Personal information
- Born: 27 May 1946
- Died: 2 February 2011 (aged 64)
- Original team: University Blues
- Height: 178 cm (5 ft 10 in)
- Weight: 79 kg (174 lb)

Playing career^{1}
- Years: Club / Games (Goals)
- 1967–1974: Geelong / 135 (3)
- ^{1} Playing statistics correct to the end of 1974.

= Geoff Ainsworth =

Australian rules footballer

Geoffrey William Ainsworth (27 May 1946 – 2 February 2011) was an Australian rules footballer who played with Geelong in the Victorian Football League (VFL) during the late 1960s and early 1970s.

==History==
The son of a local lawyer, William Charles Ainsworth, Geoff matriculated to the University of Melbourne in 1965, where he was resident at Trinity College. He represented the college in tennis, athletics, cricket and football, and also played football with the University Blues, where he was noticed by the senior teams.

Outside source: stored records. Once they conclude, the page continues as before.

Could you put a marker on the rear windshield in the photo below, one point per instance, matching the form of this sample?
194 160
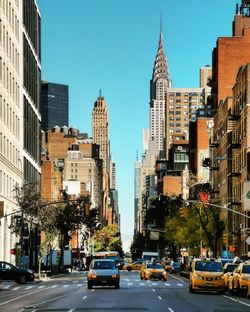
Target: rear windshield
246 269
208 266
103 265
230 267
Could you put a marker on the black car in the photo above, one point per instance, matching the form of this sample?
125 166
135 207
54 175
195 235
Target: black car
10 272
103 272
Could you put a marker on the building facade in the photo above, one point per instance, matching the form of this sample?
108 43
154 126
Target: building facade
19 108
181 108
54 105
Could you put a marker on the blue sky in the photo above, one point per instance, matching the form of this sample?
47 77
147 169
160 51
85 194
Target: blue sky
111 45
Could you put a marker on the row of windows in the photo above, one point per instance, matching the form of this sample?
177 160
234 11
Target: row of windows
7 185
9 47
8 150
9 82
9 117
9 12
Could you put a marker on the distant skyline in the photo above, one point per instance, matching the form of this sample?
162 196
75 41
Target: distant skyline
111 45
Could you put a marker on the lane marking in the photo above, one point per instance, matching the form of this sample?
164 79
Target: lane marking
237 300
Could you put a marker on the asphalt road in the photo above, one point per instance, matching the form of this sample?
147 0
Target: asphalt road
69 293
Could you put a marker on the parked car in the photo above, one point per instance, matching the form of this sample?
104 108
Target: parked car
228 269
136 265
103 272
10 272
240 279
153 270
206 274
175 267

Ainsworth played in jersey no. 25 with Geelong, who used him as a defender in the back pocket over the course of his eight-season career. He was a member of Geelong's losing 1967 VFL Grand Final side in his first year at the club. After missing all but one game of the 1971 season because he was travelling in Europe, Ainsworth went on to become club captain in 1973. He lost the captaincy the following season and retired at the end of the year, aged only 28, in order to concentrate on his legal career.

During his career Ainsworth polled a total of five Brownlow Medal votes. In 1976, he was made a life member of the Geelong Football Club. Ainsworth died on 2 February 2011.